In 2010, the total population of the Central Naugatuck Valley Region was 287,768, an increase of 15,174, or 5.6%, from 2000. The fastest growth occurred in the suburban towns of Oxford, Middlebury, and Beacon Falls, which each experienced a population growth of over 15%. Waterbury, with a population of 110,336, is the largest city in the region and fifth largest city in Connecticut. Naugatuck (31,862) and Cheshire (29,261), are the second and third largest municipalities in the region. Similar to state and national trends, the population of the Central Naugatuck Valley is becoming increasingly diverse. As of the 2010 U.S. Census, the racial makeup of the region was 79.4% White (72.4% non-Hispanic White), 9.2% Black or African American, 0.3% Native American, 2.2% Asian, 6.1% from other races, and 2.7% from two or more races. Hispanics or Latinos of any race were 14.8% of the region's population. Racial and ethnic minorities represented 20.6% of the region's population, a 34% increase from 2000. A vast majority (77%) of the region's minority population lives in Waterbury.

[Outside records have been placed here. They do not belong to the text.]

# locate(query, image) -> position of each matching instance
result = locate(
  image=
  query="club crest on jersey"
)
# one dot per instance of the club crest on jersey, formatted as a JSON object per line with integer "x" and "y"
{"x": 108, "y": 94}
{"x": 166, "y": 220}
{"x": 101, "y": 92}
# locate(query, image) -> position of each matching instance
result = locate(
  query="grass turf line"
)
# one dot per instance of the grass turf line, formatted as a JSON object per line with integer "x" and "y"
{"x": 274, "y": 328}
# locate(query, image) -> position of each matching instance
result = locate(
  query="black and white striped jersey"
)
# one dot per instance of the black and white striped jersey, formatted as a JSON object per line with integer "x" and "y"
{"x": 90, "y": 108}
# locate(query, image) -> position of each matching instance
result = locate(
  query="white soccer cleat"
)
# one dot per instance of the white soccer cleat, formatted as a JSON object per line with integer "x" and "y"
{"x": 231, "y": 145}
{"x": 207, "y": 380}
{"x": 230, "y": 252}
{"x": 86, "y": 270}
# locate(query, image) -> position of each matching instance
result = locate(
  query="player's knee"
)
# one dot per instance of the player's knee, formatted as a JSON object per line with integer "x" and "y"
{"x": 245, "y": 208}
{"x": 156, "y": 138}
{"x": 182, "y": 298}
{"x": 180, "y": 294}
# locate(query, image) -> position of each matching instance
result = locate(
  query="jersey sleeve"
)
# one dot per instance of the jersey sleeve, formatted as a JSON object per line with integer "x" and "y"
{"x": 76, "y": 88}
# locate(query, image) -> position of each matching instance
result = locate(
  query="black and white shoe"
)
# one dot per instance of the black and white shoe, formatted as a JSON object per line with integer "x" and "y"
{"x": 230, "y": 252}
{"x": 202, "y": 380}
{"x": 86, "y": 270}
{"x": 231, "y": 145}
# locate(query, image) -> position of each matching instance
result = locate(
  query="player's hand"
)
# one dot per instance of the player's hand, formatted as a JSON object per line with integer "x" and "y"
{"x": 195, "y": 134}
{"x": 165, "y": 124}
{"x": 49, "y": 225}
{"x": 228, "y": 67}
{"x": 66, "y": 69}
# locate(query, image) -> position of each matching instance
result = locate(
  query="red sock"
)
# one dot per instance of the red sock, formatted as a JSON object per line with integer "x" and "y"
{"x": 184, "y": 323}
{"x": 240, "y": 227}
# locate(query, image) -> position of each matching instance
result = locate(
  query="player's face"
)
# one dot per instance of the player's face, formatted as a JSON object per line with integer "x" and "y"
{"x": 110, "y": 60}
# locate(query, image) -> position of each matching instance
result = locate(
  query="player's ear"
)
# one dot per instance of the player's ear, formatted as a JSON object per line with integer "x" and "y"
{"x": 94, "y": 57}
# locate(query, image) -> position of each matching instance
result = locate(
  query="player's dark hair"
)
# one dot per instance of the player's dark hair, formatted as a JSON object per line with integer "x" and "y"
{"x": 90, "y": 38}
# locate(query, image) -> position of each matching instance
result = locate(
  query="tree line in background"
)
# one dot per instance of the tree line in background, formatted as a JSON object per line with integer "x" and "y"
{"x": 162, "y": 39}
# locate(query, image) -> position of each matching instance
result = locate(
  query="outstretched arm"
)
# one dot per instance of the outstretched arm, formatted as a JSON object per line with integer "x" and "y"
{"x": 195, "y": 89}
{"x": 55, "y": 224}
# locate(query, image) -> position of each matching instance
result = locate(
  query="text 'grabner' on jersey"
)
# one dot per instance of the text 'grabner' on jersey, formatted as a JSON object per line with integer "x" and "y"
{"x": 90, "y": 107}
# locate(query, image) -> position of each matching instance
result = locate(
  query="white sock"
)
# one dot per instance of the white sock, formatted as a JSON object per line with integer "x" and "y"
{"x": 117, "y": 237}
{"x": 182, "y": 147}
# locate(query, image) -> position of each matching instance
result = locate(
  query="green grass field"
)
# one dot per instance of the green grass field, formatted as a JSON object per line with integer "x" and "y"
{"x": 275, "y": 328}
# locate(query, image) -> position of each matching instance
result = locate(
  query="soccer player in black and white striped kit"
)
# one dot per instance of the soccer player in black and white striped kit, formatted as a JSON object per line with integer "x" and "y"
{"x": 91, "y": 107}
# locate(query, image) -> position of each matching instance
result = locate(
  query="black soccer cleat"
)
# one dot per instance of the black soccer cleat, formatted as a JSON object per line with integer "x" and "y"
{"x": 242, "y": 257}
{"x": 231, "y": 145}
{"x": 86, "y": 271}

In 2010, there were 109,735 households in the region. 49.4% of households were made up of married couples living together, 26.4% were single-person households, 19.0% were headed by a single parent with no spouse present, and 5.2% were non-family households.

The median age for the region was 40.4 years old. 23.9% of the population was under the age of 18, 8.2% was 18 to 24 years old, 11.0% was 25 to 34 years old, 13.7% was 35 to 44 years old, 28.7% was 45 to 64 years old, and 14.5% who were 65 years of age or older.

Per capita income for the region was $30,779, which is below the state average of $36,755. Median household and median family income vary significantly from town to town. Waterbury, the poorest municipality in the region, had a median household income of $40,254 and a median family income of $47,077. On the contrary, Cheshire was the wealthiest municipality in the region with a median household income of $107,936 and a median family income of $123,539. About 10.6% of the population was below the poverty line.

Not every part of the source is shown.